The incentive-based demand response approach provides an efficient way to manage power consumption through an intuitive feedback mechanism [160, 161]. Some AI techniques, such as online learning and RL, further enhance the effectiveness of this method by providing a comprehensive understanding of customers’ features and better demand management [162]. However, from the perspective of real-world applications, this approach is still limited by the infrastructure of power systems, among other factors [159, 203,204,205].

In contrast, the price-based demand response approach proposes flexible solutions that are hardware-friendly, thereby increasing the utilization of renewable energy and addressing climate change [200, 202, 206]. The introduction of AI methods improves the performance of price-based demand response strategies by providing a more comprehensive and strategic approach to assist customers in scheduling their power usage [178]. However, the implementation of this approach needs to consider various factors that may affect its application, such as the environment, local development, and customer sensitivity to prices [206].

In conclusion, the choice of demand response strategy should consider trade-offs such as hardware limitations, software algorithm complexity, and local government policies and regulations. Incentive-based strategies are recommended for advanced power systems without hardware limitations, while price-based strategies provide a promising solution in real-world implementations but require a considerable amount of data sources to ensure its holistic performance.

5 Conclusion

Traditional energy sources are becoming exhausted, and the world is facing numerous unprecedented challenges, such as climate change. There is a growing need to bridge the gap between theoretical algorithms and their practical implementation in power systems. This paper presents a comprehensive overview of the demand side of power systems, emphasizes the importance of considering real-world application challenges, and focuses on three crucial components: load forecasting, anomaly detection, and demand response. Our main contributions are as follows:

  • We provide practical insights for evaluating, selecting, and optimizing various machine learning and deep learning models in each component, as well as offering a holistic view for better understanding and meeting the requirements of energy systems. At the same time, we analyze practical issues such as energy system sensor/input noises, data labeling errors/costs, the resilience of existing energy infrastructure, data imbalance, data availability, and operational constraints for better applications of different machine learning and deep learning models in power systems.

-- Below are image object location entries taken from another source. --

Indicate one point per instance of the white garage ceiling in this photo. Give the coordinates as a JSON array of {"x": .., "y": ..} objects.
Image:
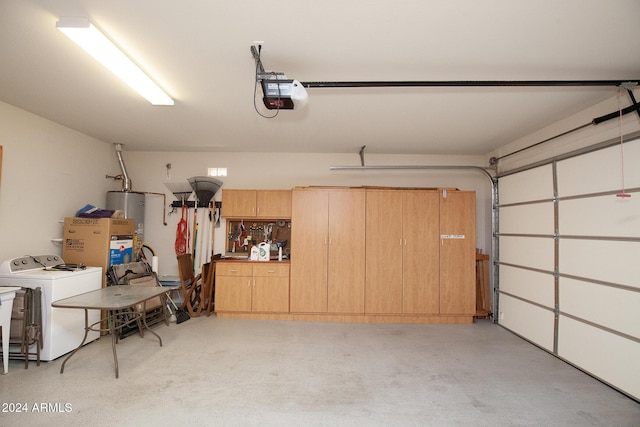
[{"x": 199, "y": 51}]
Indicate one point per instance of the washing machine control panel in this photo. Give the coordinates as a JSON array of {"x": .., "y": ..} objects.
[{"x": 38, "y": 262}]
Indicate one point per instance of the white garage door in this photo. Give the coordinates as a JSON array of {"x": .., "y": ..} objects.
[{"x": 569, "y": 261}]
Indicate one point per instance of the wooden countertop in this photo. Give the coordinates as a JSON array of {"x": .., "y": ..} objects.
[{"x": 284, "y": 261}]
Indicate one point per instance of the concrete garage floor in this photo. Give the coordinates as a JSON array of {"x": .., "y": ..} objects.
[{"x": 228, "y": 372}]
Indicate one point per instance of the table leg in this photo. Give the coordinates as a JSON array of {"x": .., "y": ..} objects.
[
  {"x": 144, "y": 322},
  {"x": 112, "y": 331},
  {"x": 86, "y": 332},
  {"x": 5, "y": 348}
]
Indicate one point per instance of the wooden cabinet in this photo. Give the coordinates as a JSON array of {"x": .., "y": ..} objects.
[
  {"x": 252, "y": 287},
  {"x": 274, "y": 204},
  {"x": 383, "y": 252},
  {"x": 402, "y": 259},
  {"x": 328, "y": 240},
  {"x": 421, "y": 252},
  {"x": 457, "y": 253}
]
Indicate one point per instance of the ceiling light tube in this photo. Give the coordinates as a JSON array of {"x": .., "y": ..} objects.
[{"x": 96, "y": 44}]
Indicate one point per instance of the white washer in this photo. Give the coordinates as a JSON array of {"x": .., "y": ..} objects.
[{"x": 62, "y": 328}]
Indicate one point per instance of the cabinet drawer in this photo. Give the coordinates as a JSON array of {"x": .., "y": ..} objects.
[
  {"x": 233, "y": 269},
  {"x": 271, "y": 270}
]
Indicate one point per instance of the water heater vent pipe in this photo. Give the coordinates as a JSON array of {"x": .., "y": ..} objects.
[{"x": 126, "y": 182}]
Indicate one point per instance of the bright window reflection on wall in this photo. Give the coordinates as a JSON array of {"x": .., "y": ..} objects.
[{"x": 217, "y": 171}]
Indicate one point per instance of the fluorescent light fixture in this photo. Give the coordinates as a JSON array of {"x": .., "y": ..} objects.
[
  {"x": 217, "y": 171},
  {"x": 96, "y": 44}
]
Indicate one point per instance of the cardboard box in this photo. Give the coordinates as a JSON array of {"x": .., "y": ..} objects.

  • In the load forecasting domain, we summarize previous efforts according to different data-driven technologies used, discuss promising optimization schemes considering implementation, and compare the advantages and limitations of reviewed prediction methods for different applications.

  • We review anomaly detection approaches, provide a holistic summary of promising optimization schemes for addressing data imbalance issues, and discuss the associated challenges and trade-offs of these anomaly detection approaches.

  • We introduce advanced strategies in demand response to comprehensively assess demand-side power usage and facilitate interaction between the system and consumers, ensuring the balance between power generation and consumption and the reliability of future power systems.

By integrating previous research in these domains, we offer a more comprehensive and strategic view of future sustainable development, elucidating the significance of each research area. We highlight the interconnected nature of these components through a feedback loop, emphasizing the importance of considering their interactions when designing data-driven approaches for energy systems. Our comprehensive review aims to serve as a roadmap for researchers and practitioners to better understand the capabilities of AI techniques in enhancing power consumption on the demand side. By examining the features and challenges of each field and discussing optimization strategies, this work could potentially drive innovation and inform the development of more sustainable and efficient power systems, ultimately benefiting the environment and society as a whole.